In the aftermath of the recently concluded Finance Ministers’ meeting at this year’s G20 summit, South Korea is planning to unveil its cryptocurrency tax plan alongside the G20’s own plan to field recommendations for regulating the crypto sector by July 2018.
According to Korean publication Financial News, the Ministry of Strategy and Finance is considering crypto adopters’ capital gains tax and other income taxes as possible inclusions for its tax plan.
An official from the ministry stated:
We do not have a specific time frame, but we are thinking about announcing a virtual money tax in the first half of the year.
Among other proposals, the ministry is looking at levying a tax on profits generated by the sale of cryptocurrencies. If any income stemming from crypto transactions is seen as ‘temporary and irregular’, other forms of income taxes are reportedly being considered.

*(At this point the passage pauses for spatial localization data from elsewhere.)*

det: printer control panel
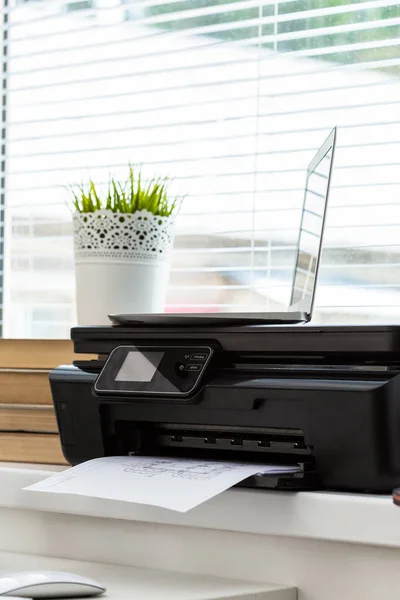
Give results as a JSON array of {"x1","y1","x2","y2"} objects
[{"x1": 94, "y1": 345, "x2": 213, "y2": 398}]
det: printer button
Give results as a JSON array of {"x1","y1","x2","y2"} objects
[
  {"x1": 175, "y1": 362, "x2": 188, "y2": 378},
  {"x1": 185, "y1": 364, "x2": 202, "y2": 372},
  {"x1": 190, "y1": 353, "x2": 208, "y2": 361},
  {"x1": 56, "y1": 401, "x2": 75, "y2": 446}
]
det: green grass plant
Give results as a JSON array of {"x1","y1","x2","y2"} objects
[{"x1": 72, "y1": 165, "x2": 181, "y2": 217}]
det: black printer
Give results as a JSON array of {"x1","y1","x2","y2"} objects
[
  {"x1": 49, "y1": 128, "x2": 400, "y2": 494},
  {"x1": 50, "y1": 322, "x2": 400, "y2": 494}
]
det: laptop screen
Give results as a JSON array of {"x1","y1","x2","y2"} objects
[
  {"x1": 108, "y1": 128, "x2": 337, "y2": 328},
  {"x1": 289, "y1": 128, "x2": 336, "y2": 317}
]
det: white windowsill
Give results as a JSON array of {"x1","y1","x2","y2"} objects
[{"x1": 0, "y1": 462, "x2": 398, "y2": 548}]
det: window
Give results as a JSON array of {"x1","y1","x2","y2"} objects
[{"x1": 2, "y1": 0, "x2": 400, "y2": 337}]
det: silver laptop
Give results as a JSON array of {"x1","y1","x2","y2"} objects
[{"x1": 110, "y1": 127, "x2": 337, "y2": 327}]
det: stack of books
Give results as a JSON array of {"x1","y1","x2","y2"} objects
[{"x1": 0, "y1": 340, "x2": 80, "y2": 465}]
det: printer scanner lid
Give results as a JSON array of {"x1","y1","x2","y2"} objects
[{"x1": 71, "y1": 324, "x2": 400, "y2": 357}]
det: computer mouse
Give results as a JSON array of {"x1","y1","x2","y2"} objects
[{"x1": 0, "y1": 571, "x2": 105, "y2": 598}]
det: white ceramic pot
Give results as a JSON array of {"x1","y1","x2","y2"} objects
[{"x1": 73, "y1": 209, "x2": 176, "y2": 325}]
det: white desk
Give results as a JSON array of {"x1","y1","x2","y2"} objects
[
  {"x1": 1, "y1": 464, "x2": 400, "y2": 600},
  {"x1": 0, "y1": 552, "x2": 293, "y2": 600}
]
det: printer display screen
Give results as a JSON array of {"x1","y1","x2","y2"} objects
[
  {"x1": 94, "y1": 344, "x2": 213, "y2": 397},
  {"x1": 115, "y1": 351, "x2": 164, "y2": 382}
]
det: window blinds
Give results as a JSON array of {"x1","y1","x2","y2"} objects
[{"x1": 2, "y1": 0, "x2": 400, "y2": 337}]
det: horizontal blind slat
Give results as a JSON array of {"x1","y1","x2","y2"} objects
[
  {"x1": 7, "y1": 54, "x2": 400, "y2": 96},
  {"x1": 7, "y1": 11, "x2": 399, "y2": 63},
  {"x1": 9, "y1": 94, "x2": 400, "y2": 129},
  {"x1": 15, "y1": 28, "x2": 399, "y2": 80},
  {"x1": 8, "y1": 111, "x2": 400, "y2": 143},
  {"x1": 6, "y1": 75, "x2": 398, "y2": 114},
  {"x1": 8, "y1": 0, "x2": 399, "y2": 40}
]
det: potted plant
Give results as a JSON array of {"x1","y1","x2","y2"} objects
[{"x1": 72, "y1": 165, "x2": 181, "y2": 325}]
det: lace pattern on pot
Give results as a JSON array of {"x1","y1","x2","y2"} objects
[{"x1": 73, "y1": 209, "x2": 175, "y2": 262}]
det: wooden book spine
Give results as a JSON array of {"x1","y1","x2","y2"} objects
[
  {"x1": 0, "y1": 370, "x2": 53, "y2": 405},
  {"x1": 0, "y1": 339, "x2": 76, "y2": 369},
  {"x1": 0, "y1": 405, "x2": 58, "y2": 432},
  {"x1": 0, "y1": 433, "x2": 67, "y2": 465}
]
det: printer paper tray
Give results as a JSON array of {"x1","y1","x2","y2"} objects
[
  {"x1": 154, "y1": 433, "x2": 318, "y2": 489},
  {"x1": 239, "y1": 467, "x2": 318, "y2": 491},
  {"x1": 126, "y1": 453, "x2": 317, "y2": 491},
  {"x1": 121, "y1": 422, "x2": 318, "y2": 491},
  {"x1": 126, "y1": 450, "x2": 317, "y2": 491}
]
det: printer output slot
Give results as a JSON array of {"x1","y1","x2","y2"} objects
[
  {"x1": 103, "y1": 420, "x2": 318, "y2": 491},
  {"x1": 111, "y1": 421, "x2": 311, "y2": 461},
  {"x1": 153, "y1": 423, "x2": 310, "y2": 456}
]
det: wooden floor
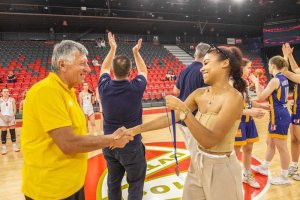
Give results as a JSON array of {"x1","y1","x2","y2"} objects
[{"x1": 1, "y1": 108, "x2": 300, "y2": 200}]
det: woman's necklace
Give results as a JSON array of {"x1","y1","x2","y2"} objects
[
  {"x1": 207, "y1": 89, "x2": 216, "y2": 105},
  {"x1": 208, "y1": 95, "x2": 214, "y2": 105}
]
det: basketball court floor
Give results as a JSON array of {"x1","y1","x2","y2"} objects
[{"x1": 1, "y1": 107, "x2": 300, "y2": 200}]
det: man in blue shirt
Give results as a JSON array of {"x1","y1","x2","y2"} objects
[
  {"x1": 173, "y1": 43, "x2": 210, "y2": 126},
  {"x1": 98, "y1": 32, "x2": 147, "y2": 200},
  {"x1": 173, "y1": 42, "x2": 210, "y2": 100}
]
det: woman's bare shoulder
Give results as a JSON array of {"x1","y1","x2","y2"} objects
[
  {"x1": 194, "y1": 87, "x2": 209, "y2": 95},
  {"x1": 228, "y1": 87, "x2": 243, "y2": 102}
]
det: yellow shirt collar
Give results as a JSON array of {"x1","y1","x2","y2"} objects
[{"x1": 48, "y1": 72, "x2": 76, "y2": 94}]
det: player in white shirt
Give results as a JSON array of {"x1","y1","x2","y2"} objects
[
  {"x1": 0, "y1": 88, "x2": 19, "y2": 154},
  {"x1": 79, "y1": 83, "x2": 97, "y2": 135}
]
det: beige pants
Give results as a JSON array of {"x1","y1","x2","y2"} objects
[{"x1": 180, "y1": 126, "x2": 243, "y2": 200}]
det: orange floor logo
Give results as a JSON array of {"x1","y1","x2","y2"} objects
[{"x1": 85, "y1": 142, "x2": 269, "y2": 200}]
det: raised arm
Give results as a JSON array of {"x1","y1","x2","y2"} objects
[
  {"x1": 282, "y1": 43, "x2": 300, "y2": 74},
  {"x1": 133, "y1": 39, "x2": 147, "y2": 79},
  {"x1": 282, "y1": 70, "x2": 300, "y2": 84},
  {"x1": 100, "y1": 32, "x2": 117, "y2": 77},
  {"x1": 249, "y1": 74, "x2": 279, "y2": 101}
]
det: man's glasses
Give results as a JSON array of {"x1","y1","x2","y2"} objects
[{"x1": 208, "y1": 44, "x2": 229, "y2": 60}]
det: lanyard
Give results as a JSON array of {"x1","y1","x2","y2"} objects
[{"x1": 165, "y1": 107, "x2": 180, "y2": 176}]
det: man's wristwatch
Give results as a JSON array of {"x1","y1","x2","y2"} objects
[{"x1": 179, "y1": 108, "x2": 190, "y2": 121}]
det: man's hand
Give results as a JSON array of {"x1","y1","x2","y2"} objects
[
  {"x1": 108, "y1": 32, "x2": 117, "y2": 50},
  {"x1": 133, "y1": 39, "x2": 142, "y2": 54},
  {"x1": 109, "y1": 127, "x2": 133, "y2": 149}
]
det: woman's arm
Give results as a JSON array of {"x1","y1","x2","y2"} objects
[
  {"x1": 19, "y1": 100, "x2": 23, "y2": 114},
  {"x1": 250, "y1": 75, "x2": 279, "y2": 101},
  {"x1": 252, "y1": 101, "x2": 270, "y2": 110},
  {"x1": 129, "y1": 88, "x2": 203, "y2": 136},
  {"x1": 242, "y1": 108, "x2": 265, "y2": 119},
  {"x1": 282, "y1": 71, "x2": 300, "y2": 84},
  {"x1": 282, "y1": 43, "x2": 300, "y2": 74},
  {"x1": 78, "y1": 92, "x2": 83, "y2": 108},
  {"x1": 178, "y1": 91, "x2": 243, "y2": 149}
]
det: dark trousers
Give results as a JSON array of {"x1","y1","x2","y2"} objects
[
  {"x1": 25, "y1": 186, "x2": 85, "y2": 200},
  {"x1": 103, "y1": 143, "x2": 146, "y2": 200}
]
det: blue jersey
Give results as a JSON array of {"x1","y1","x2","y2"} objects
[
  {"x1": 98, "y1": 73, "x2": 147, "y2": 147},
  {"x1": 241, "y1": 88, "x2": 252, "y2": 122},
  {"x1": 292, "y1": 84, "x2": 300, "y2": 115},
  {"x1": 269, "y1": 73, "x2": 289, "y2": 126}
]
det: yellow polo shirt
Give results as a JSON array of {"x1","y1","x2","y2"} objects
[{"x1": 21, "y1": 73, "x2": 87, "y2": 199}]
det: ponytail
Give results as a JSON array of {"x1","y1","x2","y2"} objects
[
  {"x1": 233, "y1": 75, "x2": 247, "y2": 94},
  {"x1": 219, "y1": 46, "x2": 247, "y2": 94}
]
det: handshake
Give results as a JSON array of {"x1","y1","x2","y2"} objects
[{"x1": 108, "y1": 127, "x2": 135, "y2": 149}]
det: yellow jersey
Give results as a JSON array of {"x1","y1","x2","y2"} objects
[{"x1": 21, "y1": 72, "x2": 87, "y2": 199}]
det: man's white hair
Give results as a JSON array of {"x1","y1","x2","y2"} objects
[{"x1": 51, "y1": 40, "x2": 88, "y2": 73}]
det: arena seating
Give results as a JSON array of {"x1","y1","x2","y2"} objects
[
  {"x1": 0, "y1": 41, "x2": 185, "y2": 109},
  {"x1": 0, "y1": 41, "x2": 268, "y2": 110}
]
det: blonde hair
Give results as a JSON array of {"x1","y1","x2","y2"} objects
[{"x1": 269, "y1": 56, "x2": 288, "y2": 70}]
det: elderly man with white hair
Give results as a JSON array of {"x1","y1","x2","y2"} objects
[{"x1": 21, "y1": 40, "x2": 133, "y2": 200}]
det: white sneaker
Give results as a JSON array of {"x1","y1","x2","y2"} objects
[
  {"x1": 251, "y1": 165, "x2": 269, "y2": 176},
  {"x1": 292, "y1": 173, "x2": 300, "y2": 181},
  {"x1": 269, "y1": 175, "x2": 291, "y2": 185},
  {"x1": 12, "y1": 144, "x2": 20, "y2": 152},
  {"x1": 288, "y1": 165, "x2": 298, "y2": 176},
  {"x1": 243, "y1": 173, "x2": 260, "y2": 188},
  {"x1": 1, "y1": 146, "x2": 7, "y2": 155}
]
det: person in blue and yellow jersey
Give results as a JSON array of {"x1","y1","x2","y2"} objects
[
  {"x1": 282, "y1": 43, "x2": 300, "y2": 181},
  {"x1": 234, "y1": 58, "x2": 269, "y2": 188},
  {"x1": 250, "y1": 55, "x2": 291, "y2": 185}
]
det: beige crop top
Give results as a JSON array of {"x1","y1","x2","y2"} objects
[{"x1": 195, "y1": 111, "x2": 240, "y2": 153}]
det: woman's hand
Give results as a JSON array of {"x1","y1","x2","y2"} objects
[
  {"x1": 249, "y1": 74, "x2": 259, "y2": 84},
  {"x1": 249, "y1": 108, "x2": 265, "y2": 119},
  {"x1": 165, "y1": 95, "x2": 186, "y2": 111}
]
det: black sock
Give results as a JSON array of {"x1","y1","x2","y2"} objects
[
  {"x1": 9, "y1": 129, "x2": 16, "y2": 143},
  {"x1": 1, "y1": 130, "x2": 8, "y2": 144}
]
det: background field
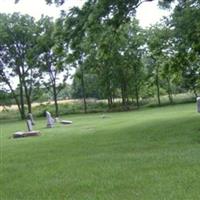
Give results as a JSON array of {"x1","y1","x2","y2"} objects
[
  {"x1": 0, "y1": 93, "x2": 196, "y2": 121},
  {"x1": 1, "y1": 103, "x2": 200, "y2": 200}
]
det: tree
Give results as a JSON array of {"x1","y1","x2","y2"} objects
[
  {"x1": 37, "y1": 16, "x2": 69, "y2": 117},
  {"x1": 72, "y1": 69, "x2": 101, "y2": 99},
  {"x1": 146, "y1": 23, "x2": 173, "y2": 105},
  {"x1": 57, "y1": 4, "x2": 96, "y2": 113},
  {"x1": 120, "y1": 22, "x2": 145, "y2": 108},
  {"x1": 169, "y1": 0, "x2": 200, "y2": 97},
  {"x1": 0, "y1": 13, "x2": 40, "y2": 118},
  {"x1": 0, "y1": 74, "x2": 14, "y2": 111}
]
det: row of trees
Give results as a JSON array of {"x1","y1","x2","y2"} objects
[
  {"x1": 62, "y1": 0, "x2": 200, "y2": 109},
  {"x1": 0, "y1": 0, "x2": 199, "y2": 118},
  {"x1": 0, "y1": 14, "x2": 68, "y2": 118}
]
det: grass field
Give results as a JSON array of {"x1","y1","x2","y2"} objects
[{"x1": 1, "y1": 103, "x2": 200, "y2": 200}]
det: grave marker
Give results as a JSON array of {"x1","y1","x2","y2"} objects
[
  {"x1": 27, "y1": 113, "x2": 35, "y2": 125},
  {"x1": 197, "y1": 97, "x2": 200, "y2": 112},
  {"x1": 46, "y1": 111, "x2": 54, "y2": 128}
]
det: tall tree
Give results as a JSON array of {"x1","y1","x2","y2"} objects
[
  {"x1": 0, "y1": 13, "x2": 40, "y2": 118},
  {"x1": 58, "y1": 4, "x2": 96, "y2": 113},
  {"x1": 147, "y1": 24, "x2": 172, "y2": 105},
  {"x1": 37, "y1": 16, "x2": 69, "y2": 117},
  {"x1": 170, "y1": 0, "x2": 200, "y2": 96}
]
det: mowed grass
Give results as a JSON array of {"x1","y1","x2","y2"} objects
[{"x1": 1, "y1": 103, "x2": 200, "y2": 200}]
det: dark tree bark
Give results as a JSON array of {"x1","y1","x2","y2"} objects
[
  {"x1": 52, "y1": 80, "x2": 59, "y2": 117},
  {"x1": 166, "y1": 76, "x2": 173, "y2": 104},
  {"x1": 26, "y1": 92, "x2": 32, "y2": 113},
  {"x1": 192, "y1": 85, "x2": 198, "y2": 98},
  {"x1": 135, "y1": 84, "x2": 140, "y2": 108},
  {"x1": 120, "y1": 75, "x2": 128, "y2": 110},
  {"x1": 21, "y1": 66, "x2": 32, "y2": 113},
  {"x1": 104, "y1": 77, "x2": 113, "y2": 109},
  {"x1": 19, "y1": 76, "x2": 26, "y2": 119},
  {"x1": 80, "y1": 65, "x2": 87, "y2": 113},
  {"x1": 155, "y1": 66, "x2": 161, "y2": 106},
  {"x1": 1, "y1": 74, "x2": 24, "y2": 119}
]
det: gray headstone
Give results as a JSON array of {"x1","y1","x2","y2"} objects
[
  {"x1": 46, "y1": 111, "x2": 54, "y2": 128},
  {"x1": 27, "y1": 113, "x2": 35, "y2": 125},
  {"x1": 26, "y1": 119, "x2": 33, "y2": 131},
  {"x1": 197, "y1": 97, "x2": 200, "y2": 113},
  {"x1": 60, "y1": 120, "x2": 72, "y2": 125},
  {"x1": 13, "y1": 131, "x2": 40, "y2": 138}
]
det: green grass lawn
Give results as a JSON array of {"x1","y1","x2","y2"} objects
[{"x1": 1, "y1": 103, "x2": 200, "y2": 200}]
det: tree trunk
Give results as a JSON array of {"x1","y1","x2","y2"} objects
[
  {"x1": 19, "y1": 76, "x2": 26, "y2": 119},
  {"x1": 121, "y1": 83, "x2": 128, "y2": 110},
  {"x1": 52, "y1": 82, "x2": 59, "y2": 117},
  {"x1": 3, "y1": 76, "x2": 23, "y2": 119},
  {"x1": 135, "y1": 85, "x2": 140, "y2": 108},
  {"x1": 192, "y1": 86, "x2": 198, "y2": 98},
  {"x1": 27, "y1": 96, "x2": 32, "y2": 113},
  {"x1": 107, "y1": 97, "x2": 112, "y2": 109},
  {"x1": 80, "y1": 65, "x2": 87, "y2": 113},
  {"x1": 23, "y1": 80, "x2": 32, "y2": 113},
  {"x1": 155, "y1": 67, "x2": 161, "y2": 106},
  {"x1": 121, "y1": 85, "x2": 125, "y2": 107},
  {"x1": 21, "y1": 64, "x2": 32, "y2": 113},
  {"x1": 133, "y1": 65, "x2": 140, "y2": 108},
  {"x1": 166, "y1": 77, "x2": 173, "y2": 104},
  {"x1": 105, "y1": 78, "x2": 113, "y2": 109}
]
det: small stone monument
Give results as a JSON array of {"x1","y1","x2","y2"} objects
[
  {"x1": 55, "y1": 117, "x2": 72, "y2": 125},
  {"x1": 13, "y1": 130, "x2": 40, "y2": 138},
  {"x1": 26, "y1": 119, "x2": 33, "y2": 131},
  {"x1": 13, "y1": 117, "x2": 40, "y2": 138},
  {"x1": 27, "y1": 113, "x2": 35, "y2": 125},
  {"x1": 60, "y1": 120, "x2": 72, "y2": 125},
  {"x1": 197, "y1": 97, "x2": 200, "y2": 113},
  {"x1": 46, "y1": 111, "x2": 54, "y2": 128}
]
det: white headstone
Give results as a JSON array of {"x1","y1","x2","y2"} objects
[
  {"x1": 46, "y1": 111, "x2": 54, "y2": 128},
  {"x1": 197, "y1": 97, "x2": 200, "y2": 113}
]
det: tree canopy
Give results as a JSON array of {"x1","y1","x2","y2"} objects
[{"x1": 1, "y1": 0, "x2": 199, "y2": 117}]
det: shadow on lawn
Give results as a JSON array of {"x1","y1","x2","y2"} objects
[{"x1": 118, "y1": 115, "x2": 200, "y2": 146}]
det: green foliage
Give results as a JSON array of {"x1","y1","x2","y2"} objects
[
  {"x1": 2, "y1": 0, "x2": 200, "y2": 117},
  {"x1": 0, "y1": 13, "x2": 42, "y2": 118},
  {"x1": 72, "y1": 71, "x2": 102, "y2": 99},
  {"x1": 0, "y1": 90, "x2": 13, "y2": 108}
]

‘In order to tax the income accruing from a virtual currency transaction, it is necessary to amend the income tax law to add it [to the category of] taxable objects,” the report notably added, suggesting a tweak of existing taxation law to include cryptocurrency transactions under its purview. The Tax Division of the Ministry of Information and Communication is expected to submit a proposal to revise the taxation bill at the National Assembly in August this year to pave the way for cryptocurrency taxation to kick in from 2019.
South Korea’s taxation ministry has been studying crypto-taxation approaches taken by other countries by sending staff to nations including Japan, Germany, the United Kingdom and the United States.
As Korean authorities seek to normalize cryptocurrency transactions, allaying previous fears of a ban on domestic exchanges and crypto transactions, the Financial News report also hints at the government planning ‘full-scale” crypto regulation following the country’s elections in June.